Will it stop counting down when that test I couldn’t book comes back negative? I wonder how many other people are being told to self-isolate? Will the app tell people they’ve been in contact with someone that should have been isolating (according to the information in the app that I can’t correct)?
Why doesn’t this app even mention in the notes that a family should isolate for longer? The app links to a page for more information where it merely says to “isolate for the full period advised by your isolation countdown tracker”.
So it seems the app is giving out misleading information that will actually cause people to end their self-isolation too early. Wouldn’t it make sense to automatically show a 14-day isolation countdown and then say if you live alone you can end at 8 days? Then people would be less likely to under-isolate due to a misunderstanding. Surely, after spending a reported £12-£35 million creating this app, someone on the team might have considered that.
Do the Bus Stop
So, given that we don’t actually need to isolate, and I still have one kid to get to school, I found myself at the bus stop this morning with my 8-year-old. I consider that this is the most contact I have with strangers on a regular basis, and realise that this fancy new app isn’t going to even register the presence of any of the other people there. As far as the app is concerned, I am alone.
Everyone else at the bus stop is under 16 at a guess, and the app doesn’t cater for under 16s. My daughter doesn’t exist to the app and neither do they.

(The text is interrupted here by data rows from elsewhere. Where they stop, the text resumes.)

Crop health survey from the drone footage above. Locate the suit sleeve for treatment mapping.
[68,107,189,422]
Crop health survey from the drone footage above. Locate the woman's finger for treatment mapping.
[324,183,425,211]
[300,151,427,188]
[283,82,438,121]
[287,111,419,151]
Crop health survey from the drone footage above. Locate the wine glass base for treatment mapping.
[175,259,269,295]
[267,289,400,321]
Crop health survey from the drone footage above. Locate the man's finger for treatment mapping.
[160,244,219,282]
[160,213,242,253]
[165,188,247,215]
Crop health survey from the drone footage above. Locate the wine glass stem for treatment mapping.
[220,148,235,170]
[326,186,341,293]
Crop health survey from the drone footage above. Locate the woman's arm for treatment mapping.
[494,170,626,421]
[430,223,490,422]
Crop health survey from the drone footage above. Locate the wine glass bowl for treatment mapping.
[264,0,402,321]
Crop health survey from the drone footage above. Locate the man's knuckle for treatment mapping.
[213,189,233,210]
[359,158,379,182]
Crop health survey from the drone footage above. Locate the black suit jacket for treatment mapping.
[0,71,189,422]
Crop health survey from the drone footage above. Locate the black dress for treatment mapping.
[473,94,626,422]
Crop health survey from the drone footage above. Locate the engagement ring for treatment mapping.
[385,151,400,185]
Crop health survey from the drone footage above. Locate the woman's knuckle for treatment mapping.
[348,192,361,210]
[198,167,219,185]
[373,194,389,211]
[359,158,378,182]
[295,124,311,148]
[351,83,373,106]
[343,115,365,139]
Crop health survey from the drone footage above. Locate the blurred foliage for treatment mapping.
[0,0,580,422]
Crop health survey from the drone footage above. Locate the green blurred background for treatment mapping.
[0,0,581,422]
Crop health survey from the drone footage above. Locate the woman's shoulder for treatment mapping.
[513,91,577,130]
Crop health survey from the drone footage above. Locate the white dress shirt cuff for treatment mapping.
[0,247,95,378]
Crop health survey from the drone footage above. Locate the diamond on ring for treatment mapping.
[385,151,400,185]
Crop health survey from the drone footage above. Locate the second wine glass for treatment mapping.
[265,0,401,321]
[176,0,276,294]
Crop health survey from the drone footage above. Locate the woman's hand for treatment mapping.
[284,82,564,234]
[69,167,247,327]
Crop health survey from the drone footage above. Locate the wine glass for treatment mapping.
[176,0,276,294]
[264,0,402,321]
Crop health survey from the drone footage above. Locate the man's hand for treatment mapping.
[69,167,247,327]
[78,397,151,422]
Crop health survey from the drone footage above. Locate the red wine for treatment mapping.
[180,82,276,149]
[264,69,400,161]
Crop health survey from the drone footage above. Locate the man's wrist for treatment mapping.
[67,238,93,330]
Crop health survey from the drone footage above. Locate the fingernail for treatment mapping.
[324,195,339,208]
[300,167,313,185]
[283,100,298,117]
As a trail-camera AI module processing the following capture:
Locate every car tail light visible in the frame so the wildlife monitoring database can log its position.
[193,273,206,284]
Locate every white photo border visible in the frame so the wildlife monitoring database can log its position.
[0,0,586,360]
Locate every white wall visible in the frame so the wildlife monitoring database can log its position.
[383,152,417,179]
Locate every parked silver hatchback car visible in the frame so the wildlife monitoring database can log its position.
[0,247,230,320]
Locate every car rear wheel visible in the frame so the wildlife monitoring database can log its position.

Obviously, there are going to be a few rule-breaking teens who rebelliously lie to the Government and click the “I am over 16" button. But even if they did, they probably aren’t allowed to have phones on them at school. The app will probably be registering them as spending a long day in close proximity to the phones in the other lockers. Meanwhile, at the bus stop, the only way the app is doing anything useful to contain the pandemic is if one of these teens is a rebel. Rebel with a cause?
That said, I look around at my non-tracked teenaged bus stop companions to note that they’re all wearing their masks and standing 2m apart — these teens are more sensible than the people in my office.
They’re staring at my daughter who isn’t allowed to have or wear a mask at school, meaning she won’t be wearing one on the bus either. There are three different school uniforms represented at the bus stop, and I recall that some of these teens have already had a confirmed COVID-19 case at their high school, which is probably why they look terrified about going to school and spending time on the bus with my unmasked daughter.
Don’t worry, though. Kids don’t pass around the coronavirus, they say.